Notes: As can be seen in the analysis above, the dataset is highly imbalanced. While this notebook doesn't cover it, it might be useful to experiment with data augmentation techniques or perform a more in-depth analysis of the under-represented labels.
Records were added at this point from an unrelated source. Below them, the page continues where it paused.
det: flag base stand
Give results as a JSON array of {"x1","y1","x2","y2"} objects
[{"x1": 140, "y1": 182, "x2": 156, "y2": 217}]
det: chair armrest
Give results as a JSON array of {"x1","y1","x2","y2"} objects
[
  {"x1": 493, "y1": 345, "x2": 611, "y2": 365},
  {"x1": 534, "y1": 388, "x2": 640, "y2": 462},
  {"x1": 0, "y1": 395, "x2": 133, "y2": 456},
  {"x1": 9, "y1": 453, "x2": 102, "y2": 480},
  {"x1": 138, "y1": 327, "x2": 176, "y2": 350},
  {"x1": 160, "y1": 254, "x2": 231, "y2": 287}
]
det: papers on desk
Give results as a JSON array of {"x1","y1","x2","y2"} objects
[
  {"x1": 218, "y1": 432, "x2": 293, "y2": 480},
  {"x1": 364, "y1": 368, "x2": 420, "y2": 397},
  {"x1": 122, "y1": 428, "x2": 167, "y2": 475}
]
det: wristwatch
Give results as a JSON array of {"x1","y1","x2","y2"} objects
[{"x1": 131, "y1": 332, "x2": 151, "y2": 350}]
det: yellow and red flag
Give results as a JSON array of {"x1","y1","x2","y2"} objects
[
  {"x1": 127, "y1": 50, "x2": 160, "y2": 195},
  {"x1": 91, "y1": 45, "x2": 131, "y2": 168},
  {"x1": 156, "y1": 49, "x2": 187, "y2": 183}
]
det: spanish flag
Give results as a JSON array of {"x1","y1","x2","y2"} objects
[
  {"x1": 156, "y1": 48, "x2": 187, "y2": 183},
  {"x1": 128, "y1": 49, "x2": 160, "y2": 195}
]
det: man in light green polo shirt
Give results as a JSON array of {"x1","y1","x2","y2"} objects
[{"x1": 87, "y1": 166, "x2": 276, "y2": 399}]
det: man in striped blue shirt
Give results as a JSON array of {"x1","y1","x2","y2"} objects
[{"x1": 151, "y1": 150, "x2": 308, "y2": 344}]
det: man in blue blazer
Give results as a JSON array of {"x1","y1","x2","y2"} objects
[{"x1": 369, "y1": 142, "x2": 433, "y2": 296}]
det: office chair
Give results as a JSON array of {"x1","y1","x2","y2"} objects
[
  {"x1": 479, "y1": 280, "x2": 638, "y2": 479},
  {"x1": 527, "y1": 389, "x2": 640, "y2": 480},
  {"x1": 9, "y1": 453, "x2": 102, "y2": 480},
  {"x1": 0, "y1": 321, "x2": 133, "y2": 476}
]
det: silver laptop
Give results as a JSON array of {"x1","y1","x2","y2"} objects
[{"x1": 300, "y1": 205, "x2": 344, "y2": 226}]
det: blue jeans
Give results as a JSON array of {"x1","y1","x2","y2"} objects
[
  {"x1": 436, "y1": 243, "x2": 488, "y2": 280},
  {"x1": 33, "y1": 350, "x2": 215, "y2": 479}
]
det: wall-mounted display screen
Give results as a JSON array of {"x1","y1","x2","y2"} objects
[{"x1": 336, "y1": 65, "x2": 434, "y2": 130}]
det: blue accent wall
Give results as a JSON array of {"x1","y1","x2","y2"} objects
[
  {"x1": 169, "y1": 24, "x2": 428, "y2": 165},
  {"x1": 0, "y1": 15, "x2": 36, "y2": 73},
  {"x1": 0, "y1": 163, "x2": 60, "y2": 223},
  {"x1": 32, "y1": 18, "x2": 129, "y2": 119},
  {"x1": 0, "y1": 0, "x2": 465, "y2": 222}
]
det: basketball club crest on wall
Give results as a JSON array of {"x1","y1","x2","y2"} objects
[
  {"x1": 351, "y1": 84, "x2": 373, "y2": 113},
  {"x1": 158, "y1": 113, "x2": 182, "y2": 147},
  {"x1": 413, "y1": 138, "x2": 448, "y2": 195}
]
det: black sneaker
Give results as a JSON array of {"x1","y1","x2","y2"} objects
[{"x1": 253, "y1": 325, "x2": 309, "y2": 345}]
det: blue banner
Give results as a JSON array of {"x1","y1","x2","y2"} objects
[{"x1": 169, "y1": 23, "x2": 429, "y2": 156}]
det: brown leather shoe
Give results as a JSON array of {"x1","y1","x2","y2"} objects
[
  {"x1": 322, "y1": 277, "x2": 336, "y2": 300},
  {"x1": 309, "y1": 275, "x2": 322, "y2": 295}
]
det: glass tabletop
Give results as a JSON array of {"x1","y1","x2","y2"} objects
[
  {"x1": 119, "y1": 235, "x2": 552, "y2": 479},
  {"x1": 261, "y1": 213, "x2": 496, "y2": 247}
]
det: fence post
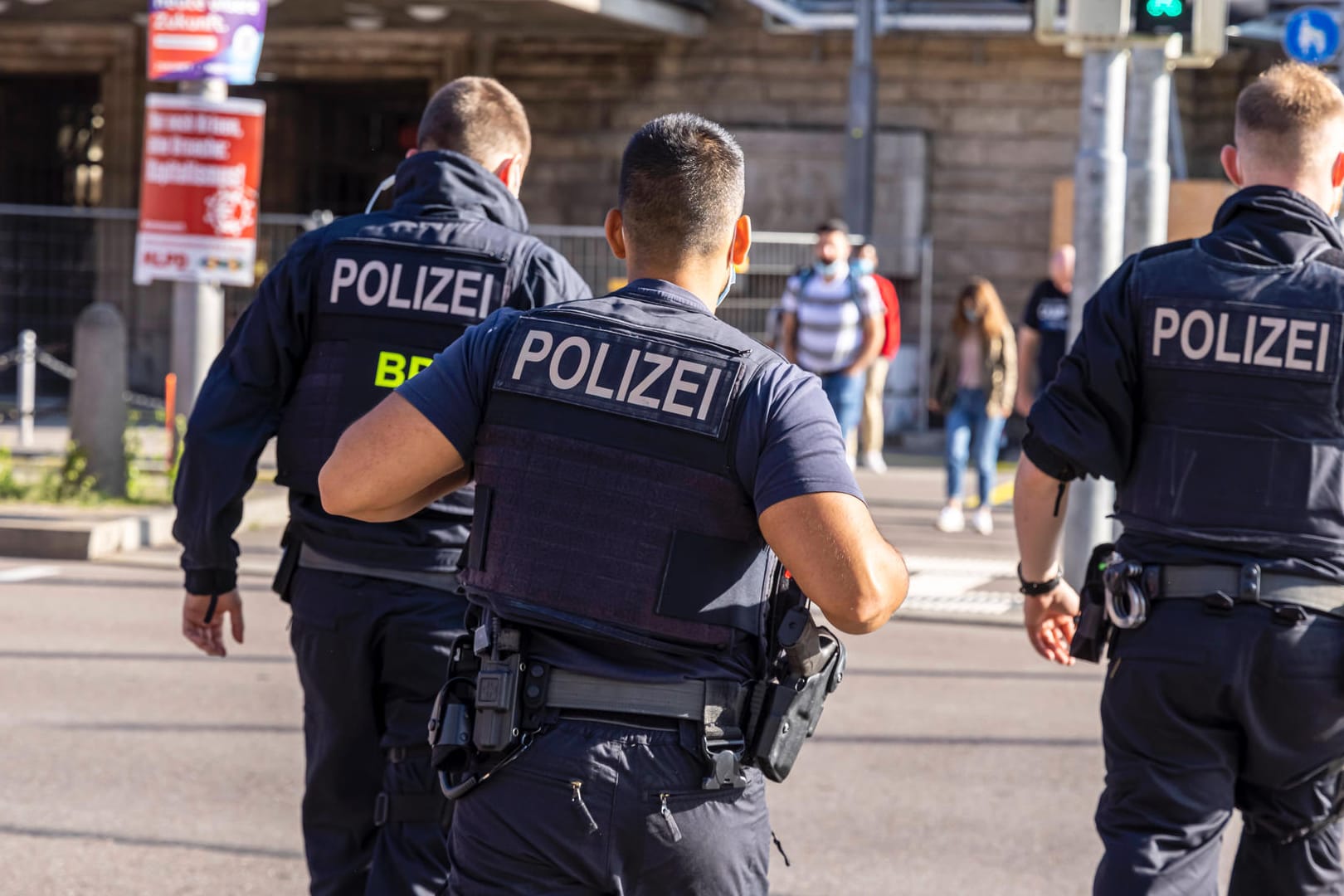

iii) Training and Test Set Generation

We need to convert the SMILES string into a format we can work it. In this notebook, we will use the Morgan Fingerprints of the molecules to convert the SMILES data to 256 bits. Molecular fingerprints are one of the ways to represent molecules as mathematical objects (bits).

fingerprint.png

We will also need to process the labels and convert them into a numerical format so that they can be fed into the model. In order to do this, we will:

  • Convert the SENTENCE column of the dataframe to a list of lists
  • Create a tokenizer with the available vocabulary and assign an integer value to each unique label
  • Use the tokenizer to transform the values in the list of lists (of labels) into their respective token ids
  • Use scikit-learn's CountVectorizer to convert the label set of each molecule into a one-hot-encoded format.

References:
https://www.rdkit.org/UGM/2012/Landrum_RDKit_UGM.Fingerprints.Final.pptx.pdf
https://docs.chemaxon.com/display/docs/Extended+Connectivity+Fingerprint+ECFP
https://towardsdatascience.com/a-practical-introduction-to-the-use-of-molecular-fingerprints-in-drug-discovery-7f15021be2b1

In [ ]:
def convert_to_bits(SMILES):
    # Convert SMILES strings into molecules
    mols = [Chem.rdmolfiles.MolFromSmiles(SMILES_string) for SMILES_string in SMILES]
    fps = [rdMolDescriptors.GetMorganFingerprintAsBitVect(m, radius=2, bitInfo= {}, nBits=256, useChirality=True) for m in mols]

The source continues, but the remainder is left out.